Answer: There is only one significant interaction between ses_mean and sector. This interaction can be interpreted as the slope of SES and Math Achievement decreases by 1.89 for every one unit change in sector, controlling for all other predictors.
# Create a model with all two-way interactions
model_q15 <- lm(mathach_mean ~ ses_mean + female_mean + sector + himnty +
ses_mean*female_mean + #each interaction is listed below
ses_mean*sector +
ses_mean* himnty +
female_mean*sector +
female_mean*himnty +
sector*himnty, data = HSB_Data_q12)
summary(model_q15) # Full model is printed
##
## Call:
## lm(formula = mathach_mean ~ ses_mean + female_mean + sector +
## himnty + ses_mean * female_mean + ses_mean * sector + ses_mean *
## himnty + female_mean * sector + female_mean * himnty + sector *
## himnty, data = HSB_Data_q12)
##
## Residuals:
## Min 1Q Median 3Q Max
## -7.7917 -0.9978 0.0495 1.0608 4.3965
##
## Coefficients:
## Estimate Std. Error t value Pr(>|t|)
## (Intercept) 12.20018 1.22696 9.943 < 2e-16 ***
## ses_mean 6.30877 0.97563 6.466 1.35e-09 ***
## female_mean 0.02605 2.34225 0.011 0.9911
## sector 2.72871 1.33026 2.051 0.0420 *
## himnty 0.32752 0.87824 0.373 0.7097
## ses_mean:female_mean -1.29175 1.38134 -0.935 0.3512
## ses_mean:sector -1.89470 0.85025 -2.228 0.0274 *
## ses_mean:himnty 0.51556 0.86551 0.596 0.5523
## female_mean:sector -1.84075 2.43347 -0.756 0.4506
## female_mean:himnty -0.56030 1.29932 -0.431 0.6669
## sector:himnty -1.38334 0.80294 -1.723 0.0870 .
## ---
## Signif. codes: 0 '***' 0.001 '**' 0.01 '*' 0.05 '.' 0.1 ' ' 1
##
## Residual standard error: 1.765 on 149 degrees of freedom
## Multiple R-squared: 0.6997, Adjusted R-squared: 0.6796
## F-statistic: 34.72 on 10 and 149 DF, p-value: < 2.2e-16
# Graph the interaction between ses and sector below
HSB_Data_public <- HSB_Data_q12 %>% filter(sector == 0)
HSB_Data_catholic <- HSB_Data_q12 %>% filter(sector == 1)

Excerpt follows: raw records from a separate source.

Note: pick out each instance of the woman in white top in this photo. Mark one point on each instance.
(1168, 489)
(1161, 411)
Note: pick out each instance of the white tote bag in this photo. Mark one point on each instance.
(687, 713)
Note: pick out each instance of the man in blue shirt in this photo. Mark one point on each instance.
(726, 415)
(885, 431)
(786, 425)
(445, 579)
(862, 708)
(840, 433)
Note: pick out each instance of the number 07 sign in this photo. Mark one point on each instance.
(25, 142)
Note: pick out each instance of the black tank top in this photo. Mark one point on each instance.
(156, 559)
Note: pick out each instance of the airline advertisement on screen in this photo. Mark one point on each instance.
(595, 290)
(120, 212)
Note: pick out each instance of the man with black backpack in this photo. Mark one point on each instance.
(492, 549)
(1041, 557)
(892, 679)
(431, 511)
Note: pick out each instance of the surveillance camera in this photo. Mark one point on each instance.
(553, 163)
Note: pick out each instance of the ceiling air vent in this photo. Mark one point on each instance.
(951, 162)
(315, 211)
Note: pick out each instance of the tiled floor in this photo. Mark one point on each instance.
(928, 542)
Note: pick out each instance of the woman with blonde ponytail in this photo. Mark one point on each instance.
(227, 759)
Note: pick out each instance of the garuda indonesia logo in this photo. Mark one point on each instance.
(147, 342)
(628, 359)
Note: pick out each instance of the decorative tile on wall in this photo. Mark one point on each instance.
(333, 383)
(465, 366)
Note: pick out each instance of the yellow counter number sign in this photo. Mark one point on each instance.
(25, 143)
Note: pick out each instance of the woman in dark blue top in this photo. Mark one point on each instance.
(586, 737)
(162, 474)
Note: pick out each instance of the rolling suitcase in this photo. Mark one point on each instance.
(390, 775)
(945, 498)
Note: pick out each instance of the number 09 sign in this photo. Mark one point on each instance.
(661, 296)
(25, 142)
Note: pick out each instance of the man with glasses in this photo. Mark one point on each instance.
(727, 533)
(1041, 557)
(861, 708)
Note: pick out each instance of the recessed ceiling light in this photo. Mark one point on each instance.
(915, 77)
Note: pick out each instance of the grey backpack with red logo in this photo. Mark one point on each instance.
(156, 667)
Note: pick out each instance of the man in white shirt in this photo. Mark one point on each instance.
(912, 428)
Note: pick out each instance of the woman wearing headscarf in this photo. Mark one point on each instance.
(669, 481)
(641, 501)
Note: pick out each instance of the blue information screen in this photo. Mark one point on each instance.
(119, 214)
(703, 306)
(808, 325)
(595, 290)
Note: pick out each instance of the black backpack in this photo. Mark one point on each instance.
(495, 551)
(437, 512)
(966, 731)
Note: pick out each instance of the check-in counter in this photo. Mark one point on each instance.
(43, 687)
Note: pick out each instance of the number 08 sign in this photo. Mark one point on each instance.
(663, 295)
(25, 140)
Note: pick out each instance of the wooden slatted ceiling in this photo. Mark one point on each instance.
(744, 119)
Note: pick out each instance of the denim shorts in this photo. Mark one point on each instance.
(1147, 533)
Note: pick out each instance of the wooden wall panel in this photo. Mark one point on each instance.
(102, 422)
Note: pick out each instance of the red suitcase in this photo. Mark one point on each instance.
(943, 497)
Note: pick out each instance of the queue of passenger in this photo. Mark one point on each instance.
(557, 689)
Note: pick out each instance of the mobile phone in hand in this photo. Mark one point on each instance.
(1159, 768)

ggplot(HSB_Data_public, aes(x = ses_mean, y = mathach_mean)) +
geom_point(size = 2, color = "grey") +
geom_smooth(method = lm, color = "black", size = 1, linetype = 1, formula = y ~ x) +
geom_point(data = HSB_Data_catholic, aes(x = ses_mean, y = mathach_mean), size = 2, color = "lightblue") +
geom_smooth(data = HSB_Data_catholic, aes(x = ses_mean, y = mathach_mean), method = lm, color = "black", size = 1, linetype = 2, formula = y ~ x) +
scale_x_continuous(breaks = c(seq(-1.2,1.2,0.4)), labels=c("-1.2","0.8","0.4","0","0.4","0.8","1.2"), limits = c(-1.2,1.0)) +
scale_y_continuous(breaks = c(seq(0,25,5)), labels = c("0","5","10","15","20","25"), limits = c(0,23)) +
theme_minimal() +
xlab("Mean SES") +
ylab("Mean Math Achievement") +
labs(color = "Sector") +
annotate("segment",x=.2,xend=.35,y=4,yend=4,color="black",linetype=1,size=1.25) +
annotate("text",x=.4,y=4,label="Public Schools",color="black",size=5,hjust=0) +
annotate("segment",x=.2,xend=.35,y=2,yend=2,color="black",linetype=2,size=1.25) +
annotate("text",x=.4,y=2,label="Catholic Schools",color="black",size=5,hjust=0) +
theme(plot.title = element_text(hjust = 0.5)) +
ggtitle("The Interaction Between SES and Match Achievement")
I used some code from the Basic Two Level Model R script provided by Dr. Strube to graph and fit the data separately for Public and Catholic schools.